Job Is in the Right—and You Are in the Wrong

(IV.) Job’s friends expected God would condemn Job, but instead God tells the friends that their legalistic, self-justifying, retribution theology was wrong and Job’s insistence that he was innocent was correct. Why does God vindicate Job so strongly? First because God is gracious and forgiving. But also notice that through it all Job never stopped praying. Yes he complained, he doubted, he screamed and yelled, but he complained, doubted and screamed and yelled to God. No matter how much agony he was in, he continued to address God. Job triumphed not because it was all fine or that Job’s heart and motives were always right, but because Job’s doggedness in seeking the face and presence of God meant that the suffering did not drive him away for God but toward him. That made all the difference.

One of the most basic lessons we can learn from Job is that God is near to the brokenhearted (Ps 34:18), he upholds all who fall, and lifts up all who are bowed down (Ps. 145:14), he helps us when we groan (Rom. 8:26) and will never leave or forsake us (Heb. 13:5). All this means that even if we cannot feel God in our darkest and most dry time, he is still there. Like Job, we must seek him, go to him. Pray even when you are dry. Read the scriptures even if it is an agony. The darkness will not last forever.

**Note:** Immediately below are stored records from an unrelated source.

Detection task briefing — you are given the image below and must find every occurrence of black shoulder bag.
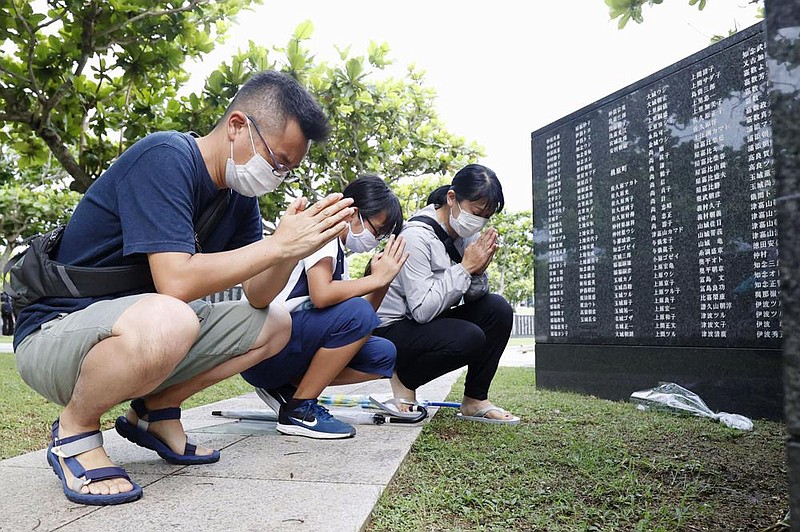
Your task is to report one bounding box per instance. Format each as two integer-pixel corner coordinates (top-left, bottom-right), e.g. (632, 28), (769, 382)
(3, 191), (230, 316)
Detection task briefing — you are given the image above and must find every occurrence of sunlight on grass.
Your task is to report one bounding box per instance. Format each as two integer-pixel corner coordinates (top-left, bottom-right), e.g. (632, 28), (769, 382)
(2, 353), (788, 530)
(367, 367), (788, 531)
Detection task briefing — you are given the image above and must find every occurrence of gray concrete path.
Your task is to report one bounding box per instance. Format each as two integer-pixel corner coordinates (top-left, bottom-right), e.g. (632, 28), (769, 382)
(0, 343), (534, 532)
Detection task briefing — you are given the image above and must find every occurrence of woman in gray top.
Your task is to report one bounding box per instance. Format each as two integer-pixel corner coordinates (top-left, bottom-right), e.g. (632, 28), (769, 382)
(374, 164), (519, 424)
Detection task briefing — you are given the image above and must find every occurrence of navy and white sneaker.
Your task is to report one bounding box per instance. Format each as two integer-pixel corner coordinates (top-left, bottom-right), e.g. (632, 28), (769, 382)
(255, 383), (297, 414)
(277, 399), (356, 439)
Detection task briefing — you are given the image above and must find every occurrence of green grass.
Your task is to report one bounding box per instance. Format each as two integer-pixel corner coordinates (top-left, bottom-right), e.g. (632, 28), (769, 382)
(1, 350), (789, 529)
(368, 367), (789, 531)
(0, 352), (251, 459)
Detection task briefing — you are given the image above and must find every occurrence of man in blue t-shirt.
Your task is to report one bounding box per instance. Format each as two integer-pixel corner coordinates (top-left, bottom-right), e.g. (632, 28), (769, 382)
(14, 71), (354, 506)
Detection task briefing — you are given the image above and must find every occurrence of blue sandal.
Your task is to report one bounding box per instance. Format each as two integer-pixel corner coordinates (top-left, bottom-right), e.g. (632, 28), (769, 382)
(114, 398), (220, 465)
(47, 419), (143, 505)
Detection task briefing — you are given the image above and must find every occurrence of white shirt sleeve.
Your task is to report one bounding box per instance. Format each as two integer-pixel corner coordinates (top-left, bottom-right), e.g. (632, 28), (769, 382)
(274, 238), (340, 312)
(303, 238), (339, 273)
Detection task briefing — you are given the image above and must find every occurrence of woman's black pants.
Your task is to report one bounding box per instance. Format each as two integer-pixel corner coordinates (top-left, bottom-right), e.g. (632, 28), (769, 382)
(373, 293), (513, 401)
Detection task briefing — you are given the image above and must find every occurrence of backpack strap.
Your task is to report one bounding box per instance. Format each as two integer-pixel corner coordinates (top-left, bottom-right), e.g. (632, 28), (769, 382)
(408, 216), (462, 263)
(187, 130), (230, 252)
(194, 191), (230, 252)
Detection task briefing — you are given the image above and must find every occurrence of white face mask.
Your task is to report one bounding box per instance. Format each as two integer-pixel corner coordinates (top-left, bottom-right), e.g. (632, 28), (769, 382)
(346, 213), (380, 253)
(449, 201), (489, 238)
(224, 119), (284, 197)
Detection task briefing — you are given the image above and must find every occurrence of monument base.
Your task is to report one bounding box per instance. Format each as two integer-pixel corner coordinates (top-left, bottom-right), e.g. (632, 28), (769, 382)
(535, 343), (783, 421)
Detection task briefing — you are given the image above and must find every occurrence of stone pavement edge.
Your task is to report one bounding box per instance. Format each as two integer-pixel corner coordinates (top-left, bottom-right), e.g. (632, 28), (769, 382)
(0, 343), (534, 532)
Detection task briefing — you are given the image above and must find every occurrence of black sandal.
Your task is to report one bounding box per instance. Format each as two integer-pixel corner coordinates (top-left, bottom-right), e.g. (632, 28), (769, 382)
(114, 398), (220, 465)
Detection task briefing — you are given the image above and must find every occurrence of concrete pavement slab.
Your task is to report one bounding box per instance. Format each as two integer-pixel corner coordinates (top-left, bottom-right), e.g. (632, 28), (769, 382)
(176, 422), (423, 485)
(54, 476), (383, 532)
(0, 431), (247, 477)
(0, 369), (461, 532)
(0, 467), (164, 532)
(499, 342), (535, 367)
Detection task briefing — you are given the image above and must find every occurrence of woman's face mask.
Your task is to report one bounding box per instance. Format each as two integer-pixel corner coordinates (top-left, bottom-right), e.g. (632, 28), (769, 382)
(346, 212), (380, 253)
(224, 119), (284, 197)
(449, 199), (489, 238)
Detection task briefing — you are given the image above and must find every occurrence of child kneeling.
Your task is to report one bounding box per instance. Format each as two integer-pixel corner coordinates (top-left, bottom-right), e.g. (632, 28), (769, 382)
(241, 175), (408, 439)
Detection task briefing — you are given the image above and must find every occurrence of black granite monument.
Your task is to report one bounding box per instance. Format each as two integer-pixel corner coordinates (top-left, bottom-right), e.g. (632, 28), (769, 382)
(531, 21), (783, 420)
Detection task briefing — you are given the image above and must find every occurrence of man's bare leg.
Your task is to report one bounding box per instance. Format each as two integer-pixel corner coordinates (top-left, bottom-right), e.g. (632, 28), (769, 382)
(56, 295), (201, 496)
(123, 303), (292, 457)
(58, 298), (291, 497)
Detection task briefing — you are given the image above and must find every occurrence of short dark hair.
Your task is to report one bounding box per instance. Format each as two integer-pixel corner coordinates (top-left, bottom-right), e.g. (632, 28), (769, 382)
(223, 71), (330, 142)
(427, 164), (504, 214)
(343, 175), (404, 237)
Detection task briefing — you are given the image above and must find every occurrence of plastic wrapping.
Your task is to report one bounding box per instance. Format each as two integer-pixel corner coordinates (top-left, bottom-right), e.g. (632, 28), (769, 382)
(629, 382), (754, 431)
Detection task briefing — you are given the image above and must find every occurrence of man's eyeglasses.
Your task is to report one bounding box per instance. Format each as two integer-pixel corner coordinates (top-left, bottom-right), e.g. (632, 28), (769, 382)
(245, 114), (293, 180)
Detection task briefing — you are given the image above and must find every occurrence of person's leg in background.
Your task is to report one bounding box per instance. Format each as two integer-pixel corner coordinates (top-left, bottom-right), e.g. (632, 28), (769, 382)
(375, 293), (515, 420)
(441, 294), (513, 404)
(242, 297), (387, 439)
(374, 316), (485, 402)
(330, 334), (395, 384)
(2, 311), (12, 336)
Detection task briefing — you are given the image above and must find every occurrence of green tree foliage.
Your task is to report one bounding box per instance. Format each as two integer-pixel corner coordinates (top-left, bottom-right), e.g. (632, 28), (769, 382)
(0, 0), (260, 192)
(346, 252), (371, 281)
(605, 0), (762, 29)
(391, 175), (450, 217)
(0, 3), (522, 309)
(2, 6), (483, 226)
(487, 210), (534, 306)
(173, 21), (483, 223)
(0, 150), (80, 271)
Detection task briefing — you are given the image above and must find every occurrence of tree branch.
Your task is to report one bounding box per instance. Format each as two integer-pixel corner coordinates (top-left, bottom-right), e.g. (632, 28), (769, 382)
(95, 0), (209, 40)
(0, 111), (35, 123)
(34, 6), (68, 32)
(73, 1), (99, 79)
(0, 63), (31, 85)
(119, 80), (134, 157)
(41, 2), (99, 122)
(9, 1), (44, 102)
(34, 124), (93, 192)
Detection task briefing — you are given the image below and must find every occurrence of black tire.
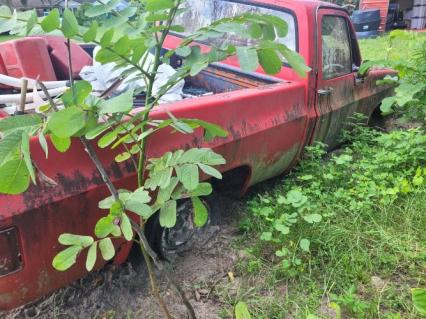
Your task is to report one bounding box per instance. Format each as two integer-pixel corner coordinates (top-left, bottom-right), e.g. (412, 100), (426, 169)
(145, 193), (223, 261)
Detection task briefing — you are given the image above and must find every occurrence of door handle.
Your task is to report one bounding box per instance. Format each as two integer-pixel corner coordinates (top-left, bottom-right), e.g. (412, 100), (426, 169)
(318, 87), (333, 96)
(355, 76), (364, 85)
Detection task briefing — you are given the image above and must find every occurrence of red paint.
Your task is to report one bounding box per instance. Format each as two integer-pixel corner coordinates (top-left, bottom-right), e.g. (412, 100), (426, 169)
(41, 36), (93, 80)
(0, 0), (395, 310)
(0, 37), (57, 81)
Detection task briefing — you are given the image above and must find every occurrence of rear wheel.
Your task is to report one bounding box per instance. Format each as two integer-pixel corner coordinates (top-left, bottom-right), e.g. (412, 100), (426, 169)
(145, 194), (221, 260)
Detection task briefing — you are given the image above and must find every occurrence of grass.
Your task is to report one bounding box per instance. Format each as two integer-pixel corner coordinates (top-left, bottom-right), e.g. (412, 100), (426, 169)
(211, 32), (426, 319)
(358, 31), (426, 61)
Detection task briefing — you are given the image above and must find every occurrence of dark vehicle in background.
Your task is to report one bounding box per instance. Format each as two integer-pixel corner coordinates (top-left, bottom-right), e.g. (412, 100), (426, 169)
(386, 3), (407, 30)
(351, 9), (381, 38)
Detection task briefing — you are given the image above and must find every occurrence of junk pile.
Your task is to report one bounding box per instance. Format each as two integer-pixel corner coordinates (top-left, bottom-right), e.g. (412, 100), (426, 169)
(0, 38), (213, 116)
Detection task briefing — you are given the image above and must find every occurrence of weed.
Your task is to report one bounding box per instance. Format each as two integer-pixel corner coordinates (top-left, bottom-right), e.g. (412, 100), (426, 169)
(220, 123), (426, 318)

In Psalm 42, the psalmist pours out his soul. This means he looks honestly at his doubts, desires, fears and hopes before God. And then he not only listens to his heart, he talks to his heart. When our heart says, “It is hopeless!” we should argue back. This is an important strategy. We must learn to take ourselves in hand. In spiritual depression we allow our self to talk to us instead of talking to our self. Much of the unhappiness in our lives is due to the fact that you are listening to yourself instead of talking to yourself. Remind yourself of who God is, and what God is and what God has done and what God has pledged himself to do. Build biblical content into your soul. It is important to at least want to love God.

“My Servant Job”—Again

Job’s final reply to God (42:2-6) is an act of worship, not a begrudging knuckling under, for Job calls God “wonderful.” Job admits his demands had not taken into consideration the wonder of who God is. He admits that God has plans behind everything that happens, even if those plans are hidden. Job states that he had heard about God, but now “my eyes have seen you.” This means that the abstract concepts of God’s power, majesty, and might had not really gripped his heart. God’s presence had shaken him out of his desire for self-justification, his insistence in explanation and public vindication and his belief that he knew better. The change in Job is as much a matter of spiritual experience as deeper theology. Job abandons his self-justification project. He retracts his demand that God, because of Job’s righteousness, must give him explanation and public vindication. He gives up trying to control God.

The Other Innocent Sufferer

While God came in a terrifying storm, he came as Yahweh. He never accuses Job of sin. This suffering is not punishment. Job was right with God.

We have this same assurance not because of our inherent personal goodness, but because of Jesus’ work on our behalf. Jesus, the only truly innocent sufferer, becomes our friend.



Material taken/quoted from Tim Keller, Walking with God through pain and suffering, chapter 14.